The larynx as a valve – Part 1

valveA valve? What?

Because we can’t control the vocal folds by feel very well (perhaps not at all), it can be hard to know how much air pressure is being pushed at them from below. It probably varies a good amount in different people at different times, especially given the different bulk of people’s folds, and the strength therein to resist the subglottal air pressure.

The physiological truth of the larynx is that it does function as a valve, but not always with the same setting. The glottis closes to prevent foreign bodies from invading the lungs, to cough, to stabilize air pressure in the body during heavy lifting, and lastly, but by far most gently, to make sound. The difference between singing and those other activities is that a very, very small stream of air must pass through the glottis in a smooth and sustained manner in order to make the vibrations for vocalization. That requires a delicate balance between flow and closure. Very!

Do we go by what we feel, or what’s real? I believe that for most people, if you feel the throat holding back air, you are pushing too hard and holding the “valve” too tightly closed. A more useful feeling of “holding back” might be with the rib cage or the whole torso, or a generalized feeling of keeping the inhalation muscles engaged while making sound.

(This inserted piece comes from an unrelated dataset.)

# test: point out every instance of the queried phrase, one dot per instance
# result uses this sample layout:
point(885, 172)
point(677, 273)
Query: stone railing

Some people find it useful to think of things other than physiological reality: things like “drinking in the tone”, “inalare la voce (inhale the voice)”, “gathering in/concentrating the sound”, and the like. I found Craig Shimizu’s explanation of the helpfulness of such concepts interesting.

If you feel actual pressure in your throat, you are probably working too hard, with excessive tension. The larynx, which can be called a valve, needs to not feel like a valve. It needs to be treated gently, not squeezed and pushed. Ironically this calls for general muscle tone and strength in the body in order to find that balance. Learning how to grow the sound without pushing leads to breakthroughs in endurance, flexibility, freedom of expression, and generally sounding better!